Sometimes a picture is worth a thousand words. We recently updated the monthly Trends in Book Auction Prices graphs and the pictures emerging are encouraging. Median lot prices that peaked in December 2007 at $488 appear to have bottomed in March 2010 at $368 and may now be slowly building support just above $370. Three months of showing increasing support suggests the drop, which was horrific, may be over. By the end of the year we'll know one way or the other.



The second graph, "Year to Year Change in 12 Month Moving Average" tells the same story in a much more dramatic way. It looks at the change in median lot price as deviation from a norm since June, 2006. Over the past four years we have experienced a sustained run-up from October 2006 to the peak in October 2007 followed by a prolonged decline that first bottomed in June 2009 and has now, a year later, built a credible pattern of recovery from a much lower base.



The most troubling graph, "12 Month Moving Average of Sell Through Rate," suggests that consignors are not fully reconciled to the lower market and are registering their protests with reserves that bidders do not feel are justified. For the auction market to be healthy the percentage of lots sold needs to be consistently above 70% and probably closer to the norms of the past decade: 74-75%. Earlier this spring we flirted with the high sixties and even now we're a fraction under 70%. This number is very important.

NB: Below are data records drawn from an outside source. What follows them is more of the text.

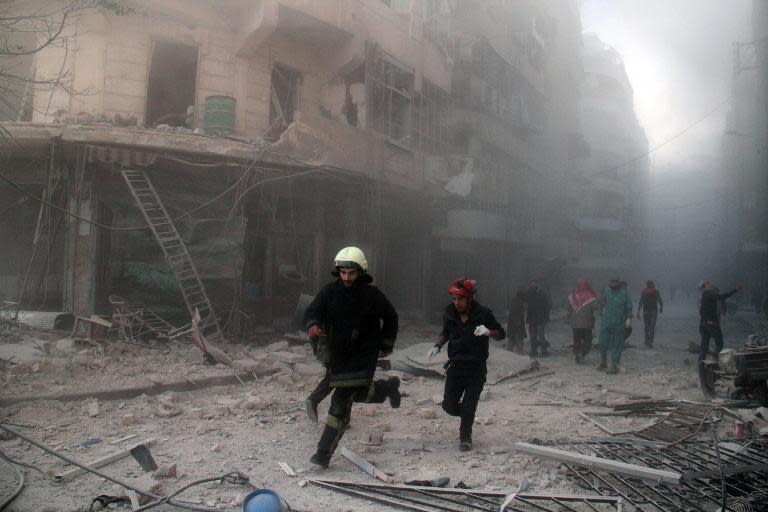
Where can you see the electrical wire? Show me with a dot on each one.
(720, 466)
(140, 228)
(7, 501)
(101, 473)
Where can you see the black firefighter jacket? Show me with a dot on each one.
(360, 322)
(465, 350)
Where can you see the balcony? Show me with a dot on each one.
(317, 24)
(598, 225)
(474, 225)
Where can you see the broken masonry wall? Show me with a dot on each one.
(214, 237)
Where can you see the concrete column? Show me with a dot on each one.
(81, 242)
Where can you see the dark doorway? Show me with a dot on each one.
(172, 83)
(284, 98)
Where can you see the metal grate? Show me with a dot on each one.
(696, 461)
(436, 499)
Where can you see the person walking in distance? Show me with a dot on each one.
(583, 304)
(516, 322)
(651, 305)
(537, 314)
(466, 328)
(360, 324)
(709, 312)
(616, 313)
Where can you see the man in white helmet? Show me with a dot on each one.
(360, 325)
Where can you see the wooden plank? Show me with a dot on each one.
(109, 459)
(458, 491)
(593, 462)
(126, 438)
(598, 424)
(286, 468)
(365, 465)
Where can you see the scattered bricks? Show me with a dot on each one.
(284, 380)
(164, 411)
(288, 357)
(93, 408)
(194, 355)
(399, 441)
(166, 472)
(66, 346)
(427, 413)
(277, 347)
(375, 438)
(308, 370)
(280, 367)
(199, 413)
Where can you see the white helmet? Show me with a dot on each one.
(351, 257)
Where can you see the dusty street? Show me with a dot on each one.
(251, 427)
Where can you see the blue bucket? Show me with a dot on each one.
(264, 500)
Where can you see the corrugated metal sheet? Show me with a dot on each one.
(58, 320)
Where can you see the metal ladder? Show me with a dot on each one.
(176, 253)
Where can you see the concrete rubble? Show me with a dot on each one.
(252, 426)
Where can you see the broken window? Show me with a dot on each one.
(430, 119)
(390, 89)
(284, 99)
(172, 81)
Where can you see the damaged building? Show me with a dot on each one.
(217, 156)
(610, 224)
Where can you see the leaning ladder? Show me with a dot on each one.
(176, 253)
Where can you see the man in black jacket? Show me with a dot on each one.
(709, 312)
(537, 315)
(360, 324)
(651, 304)
(466, 327)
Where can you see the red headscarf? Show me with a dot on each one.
(462, 287)
(582, 295)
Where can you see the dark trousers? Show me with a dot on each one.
(710, 330)
(462, 393)
(341, 410)
(649, 319)
(322, 390)
(536, 334)
(582, 341)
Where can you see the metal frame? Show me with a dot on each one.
(430, 499)
(695, 492)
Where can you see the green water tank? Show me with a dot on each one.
(219, 115)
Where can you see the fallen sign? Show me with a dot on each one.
(593, 462)
(98, 463)
(366, 466)
(696, 492)
(452, 499)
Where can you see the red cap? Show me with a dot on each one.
(462, 287)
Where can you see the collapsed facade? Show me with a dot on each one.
(744, 249)
(612, 213)
(437, 136)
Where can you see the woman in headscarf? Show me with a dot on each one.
(581, 314)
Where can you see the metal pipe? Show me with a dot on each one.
(100, 473)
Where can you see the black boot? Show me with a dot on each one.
(329, 440)
(383, 389)
(465, 433)
(393, 392)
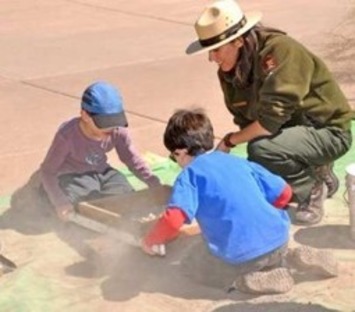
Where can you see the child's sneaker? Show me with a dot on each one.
(275, 281)
(320, 262)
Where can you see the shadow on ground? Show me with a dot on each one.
(273, 306)
(30, 213)
(326, 236)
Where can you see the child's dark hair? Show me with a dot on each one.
(190, 129)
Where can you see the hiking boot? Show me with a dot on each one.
(311, 211)
(275, 281)
(316, 261)
(327, 175)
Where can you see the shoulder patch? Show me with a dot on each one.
(268, 63)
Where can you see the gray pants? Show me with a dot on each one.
(93, 185)
(202, 267)
(294, 152)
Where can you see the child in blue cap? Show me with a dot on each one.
(240, 208)
(76, 167)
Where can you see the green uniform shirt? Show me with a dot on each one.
(291, 86)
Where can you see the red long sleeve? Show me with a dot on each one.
(284, 198)
(167, 227)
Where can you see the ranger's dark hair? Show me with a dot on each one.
(190, 129)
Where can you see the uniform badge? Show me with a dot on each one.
(269, 63)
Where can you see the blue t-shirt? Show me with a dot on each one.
(231, 199)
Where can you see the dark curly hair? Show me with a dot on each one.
(190, 129)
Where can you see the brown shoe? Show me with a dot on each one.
(275, 281)
(311, 211)
(327, 175)
(316, 261)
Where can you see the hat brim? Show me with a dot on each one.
(252, 19)
(110, 121)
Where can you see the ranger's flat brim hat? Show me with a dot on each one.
(221, 22)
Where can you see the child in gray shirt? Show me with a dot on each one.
(76, 167)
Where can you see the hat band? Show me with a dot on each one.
(227, 33)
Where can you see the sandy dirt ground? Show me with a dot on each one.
(49, 52)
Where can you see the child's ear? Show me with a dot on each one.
(84, 115)
(239, 42)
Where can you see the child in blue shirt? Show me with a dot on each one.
(238, 204)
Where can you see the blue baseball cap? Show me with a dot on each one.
(105, 105)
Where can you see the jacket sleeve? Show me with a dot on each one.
(167, 227)
(49, 169)
(286, 69)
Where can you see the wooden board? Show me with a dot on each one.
(132, 213)
(140, 206)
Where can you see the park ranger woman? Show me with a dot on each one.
(285, 102)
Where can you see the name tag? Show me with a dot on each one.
(239, 104)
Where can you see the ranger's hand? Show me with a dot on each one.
(64, 211)
(155, 250)
(221, 146)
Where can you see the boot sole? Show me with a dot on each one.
(276, 281)
(319, 262)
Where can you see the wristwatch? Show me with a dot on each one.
(227, 141)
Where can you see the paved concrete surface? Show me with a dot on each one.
(51, 50)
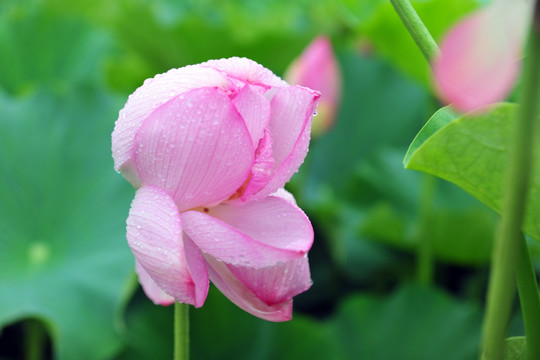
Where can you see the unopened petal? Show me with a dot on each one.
(318, 69)
(151, 289)
(255, 234)
(255, 110)
(196, 147)
(243, 297)
(479, 59)
(154, 233)
(152, 94)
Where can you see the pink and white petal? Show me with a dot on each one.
(151, 289)
(246, 70)
(154, 234)
(261, 172)
(255, 110)
(479, 59)
(284, 194)
(152, 94)
(277, 283)
(255, 234)
(196, 147)
(290, 126)
(239, 294)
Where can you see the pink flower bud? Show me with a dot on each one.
(479, 59)
(317, 68)
(209, 148)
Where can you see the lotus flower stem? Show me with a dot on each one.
(181, 331)
(509, 237)
(529, 299)
(416, 28)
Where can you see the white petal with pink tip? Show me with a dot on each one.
(255, 234)
(276, 284)
(245, 299)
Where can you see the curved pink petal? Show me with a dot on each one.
(152, 94)
(277, 283)
(255, 234)
(151, 289)
(196, 147)
(479, 59)
(246, 70)
(261, 171)
(154, 234)
(255, 110)
(290, 125)
(245, 299)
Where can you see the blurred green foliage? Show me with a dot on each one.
(66, 68)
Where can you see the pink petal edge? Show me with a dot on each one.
(240, 295)
(196, 147)
(290, 126)
(278, 283)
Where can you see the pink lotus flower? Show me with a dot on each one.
(317, 68)
(479, 59)
(209, 148)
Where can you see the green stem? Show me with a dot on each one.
(35, 338)
(429, 48)
(506, 249)
(529, 299)
(425, 247)
(181, 331)
(416, 28)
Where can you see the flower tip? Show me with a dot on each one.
(318, 69)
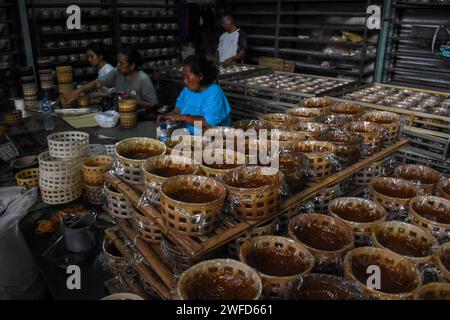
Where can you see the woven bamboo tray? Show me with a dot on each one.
(389, 120)
(94, 194)
(192, 219)
(270, 254)
(223, 279)
(128, 120)
(61, 196)
(327, 238)
(393, 194)
(94, 168)
(407, 240)
(443, 188)
(147, 228)
(254, 203)
(393, 267)
(431, 213)
(117, 205)
(424, 178)
(154, 181)
(361, 215)
(371, 133)
(433, 291)
(68, 144)
(131, 169)
(441, 260)
(28, 177)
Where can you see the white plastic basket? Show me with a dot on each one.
(68, 144)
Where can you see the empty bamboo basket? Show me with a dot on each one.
(327, 238)
(278, 260)
(361, 215)
(254, 192)
(219, 279)
(400, 278)
(431, 213)
(192, 205)
(424, 178)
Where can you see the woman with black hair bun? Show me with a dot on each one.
(202, 101)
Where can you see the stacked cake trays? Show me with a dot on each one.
(29, 87)
(60, 167)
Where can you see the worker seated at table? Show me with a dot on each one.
(202, 99)
(125, 77)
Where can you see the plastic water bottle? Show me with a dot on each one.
(46, 109)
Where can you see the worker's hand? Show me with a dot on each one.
(70, 97)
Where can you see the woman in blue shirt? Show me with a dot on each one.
(201, 101)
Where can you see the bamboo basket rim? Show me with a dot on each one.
(360, 200)
(344, 248)
(309, 258)
(402, 181)
(347, 264)
(220, 186)
(196, 268)
(423, 232)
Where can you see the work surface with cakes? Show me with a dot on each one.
(188, 228)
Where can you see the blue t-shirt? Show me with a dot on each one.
(211, 104)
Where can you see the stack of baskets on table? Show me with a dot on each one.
(60, 168)
(128, 114)
(29, 87)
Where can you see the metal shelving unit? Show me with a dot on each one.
(409, 60)
(274, 28)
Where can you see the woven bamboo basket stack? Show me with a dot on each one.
(94, 168)
(128, 114)
(60, 170)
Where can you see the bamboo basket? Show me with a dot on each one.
(320, 156)
(305, 114)
(413, 239)
(94, 194)
(117, 205)
(394, 268)
(431, 213)
(219, 279)
(254, 203)
(371, 133)
(281, 121)
(28, 178)
(363, 177)
(441, 260)
(317, 286)
(393, 194)
(443, 188)
(153, 181)
(148, 229)
(267, 229)
(433, 291)
(61, 196)
(192, 219)
(422, 177)
(128, 120)
(68, 144)
(361, 215)
(13, 118)
(132, 168)
(320, 104)
(127, 106)
(389, 120)
(327, 238)
(94, 168)
(276, 253)
(53, 167)
(224, 156)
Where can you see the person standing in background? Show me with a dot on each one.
(232, 43)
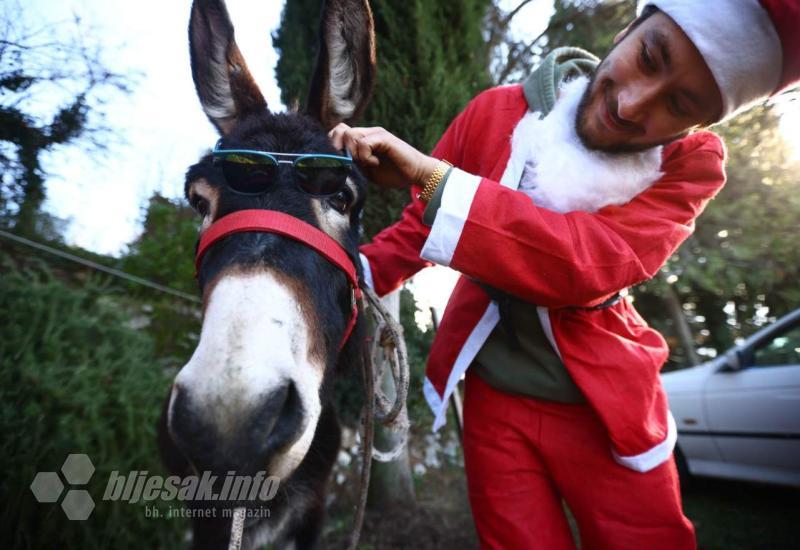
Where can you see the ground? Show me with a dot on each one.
(726, 514)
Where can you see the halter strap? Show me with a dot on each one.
(280, 223)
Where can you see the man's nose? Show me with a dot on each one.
(633, 102)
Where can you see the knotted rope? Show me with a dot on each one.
(388, 341)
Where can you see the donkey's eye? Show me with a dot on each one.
(201, 205)
(341, 200)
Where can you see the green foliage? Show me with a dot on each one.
(418, 342)
(431, 62)
(164, 251)
(586, 24)
(741, 266)
(49, 90)
(76, 378)
(164, 254)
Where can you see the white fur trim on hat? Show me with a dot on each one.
(739, 43)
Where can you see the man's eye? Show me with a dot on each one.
(647, 61)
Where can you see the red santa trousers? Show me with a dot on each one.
(524, 455)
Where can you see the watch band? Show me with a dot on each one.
(434, 180)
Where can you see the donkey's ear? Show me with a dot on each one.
(225, 86)
(342, 82)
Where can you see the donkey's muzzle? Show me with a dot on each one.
(216, 437)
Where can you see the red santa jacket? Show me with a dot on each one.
(530, 211)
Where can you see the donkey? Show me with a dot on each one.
(256, 395)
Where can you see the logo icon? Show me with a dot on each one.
(76, 470)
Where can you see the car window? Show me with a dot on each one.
(782, 349)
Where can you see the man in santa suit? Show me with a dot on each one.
(551, 198)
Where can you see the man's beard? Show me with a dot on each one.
(581, 118)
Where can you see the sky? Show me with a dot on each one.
(159, 129)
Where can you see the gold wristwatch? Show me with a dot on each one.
(434, 180)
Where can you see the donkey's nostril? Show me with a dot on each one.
(278, 422)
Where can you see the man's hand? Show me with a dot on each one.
(385, 159)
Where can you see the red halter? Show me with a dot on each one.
(271, 221)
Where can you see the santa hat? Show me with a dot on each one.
(751, 46)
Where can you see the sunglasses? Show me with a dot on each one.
(253, 172)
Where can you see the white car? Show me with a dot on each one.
(738, 416)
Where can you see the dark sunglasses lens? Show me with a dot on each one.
(322, 175)
(251, 174)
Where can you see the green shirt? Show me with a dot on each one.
(532, 368)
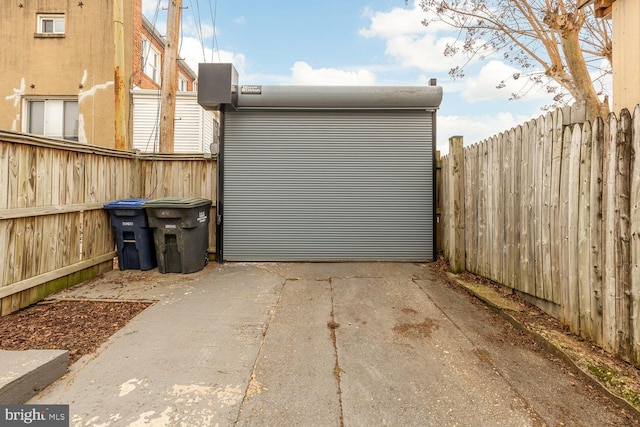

Because these graphs are based on the tens of thousands of lots a month and the more than 200,000 lots posted each year rather than on the performance of single lots every buyer, seller and auction house can legitimately elect to see their lots, their purchases, and their entire auctions as exceptions to the rule. But overall, almost no lots have been exempted from the crushing adjustment we have and are continuing to live through.

One other statistic, introduced this spring but not yet graphed in this series until we have a full year of data, provides insight into the inner workings of entire auctions. We now correlate total sales to the total high estimates of all lots whether they sold or not. Individually, these comparisons don't tell much. Seen as part of a pattern of results they provide significant insight into the pricing strategies each auction house employs. For bidders, this is useful.